According to the first annual report, published today by the AIHW, 64% of regular GP patients aged 65 years and older had a record of getting a flu jab in the previous 15 months.

The data represents the deidentified patient records from individuals who had three or more Medicare subsidised visits at the same practice in the two years prior to July 2021.

AIHW spokesman Conan Liu said the report offered an insight into patient data from more than 5,700 general practices across Australia, representing over 158 million visits to GPs each year.

“The [PIP QI] launched in August 2019, is a payment to general practices to encourage participation in quality improvement activities, aimed at providing improved outcomes for clients through the delivery of high-quality care,” he said in a statement.

Participating practices receive quarterly payments of up to $12,500 to focus on 10 outcome focused care points among their regular patient cohort.

The 10 quality improvement measures tracked by the PIP QI are: the proportion of patients with a current HbA1c result, smoking status, weight classification and alcohol consumption status; the proportion of patients over 65 or with COPD or with diabetes who have been immunised against influenza; the proportion of female patients with up-to-date cervical screening; the proportion of patients with risk factors assessed to enable CVD assessment; and the proportion of diabetic patients with a blood pressure result.

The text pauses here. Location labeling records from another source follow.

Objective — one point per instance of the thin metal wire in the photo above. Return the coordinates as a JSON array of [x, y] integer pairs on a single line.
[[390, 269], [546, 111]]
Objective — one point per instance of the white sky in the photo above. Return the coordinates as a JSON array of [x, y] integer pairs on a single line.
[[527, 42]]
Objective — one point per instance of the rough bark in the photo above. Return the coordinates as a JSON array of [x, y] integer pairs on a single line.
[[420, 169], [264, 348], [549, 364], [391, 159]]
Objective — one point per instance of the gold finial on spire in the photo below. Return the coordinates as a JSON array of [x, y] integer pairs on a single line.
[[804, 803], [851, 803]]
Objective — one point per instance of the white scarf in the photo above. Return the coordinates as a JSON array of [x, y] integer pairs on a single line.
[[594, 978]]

Dr Tony Lembke, a GP in Alstonville NSW, said the PIP QI payments weren’t set up to incentivise the direct improvement of patient health, nor track the performance of doctors.

“It pays for participating in quality improvement, and that’s a key aspect of the PIP QI,” he said at an AIHW media briefing.

“It’s a payment to support us as general practices and Aboriginal medical services to improve quality, and to look at our systems of care.

“That’s a relatively new aspect for general practice, that we’re not just looking after the patient who happens to be sitting in front of us at the time, but also our community who chooses us as their general practice, and even more widespread, in looking at the health of our residents and communities as a whole.”

But this didn’t mean there weren’t several caveats when interpreting the PIP QI data, such as practices being unable to capture patient immunisation that may occur offsite, or test results that may be recorded by other non-GP specialists.

“If my patient has their influenza vaccination at the local pharmacy, it would be good if my own clinical system was informed about that so that I knew to chase it up,” Dr Lembke said.

“This [PIP QI] could drive improvements in a number of ways such as individual practice asking the patient whether they’ve had a vaccination and improved interoperability between systems.”

The inaugural report also serves as a large data collection exercise for the purpose of tracking disease trends across primary care by the AIHW.

When it comes to regular CVD screening under the PIP QI, general practices have kicked goals, with almost half of all regular patients aged 45-74 years reported as having a complete clinical record.

These patients, who had no previously recorded diagnosis of CVD, had a record of all four risk factors: smoking status, lipid levels, blood pressure and presence of diabetes or HbA1c or fasting plasma glucose, assessed by their GP.

Louise Gates, senior executive at the AIHW, said this was a positive outcome considering CVD was responsible for around 13% of total disease burden in Australia.

Older patients were also more likely to have these risk factors reported, said Ms Gates at a media briefing.  

There was also good news for the ongoing monitoring of patients with type 2 diabetes, with three quarters of these patients having had at least one HbA1c level reported in the previous 12 months.

However, there was room for improvement among individuals with type 1 diabetes, with less than 60% having a HbA1c level recorded over the same timeframe.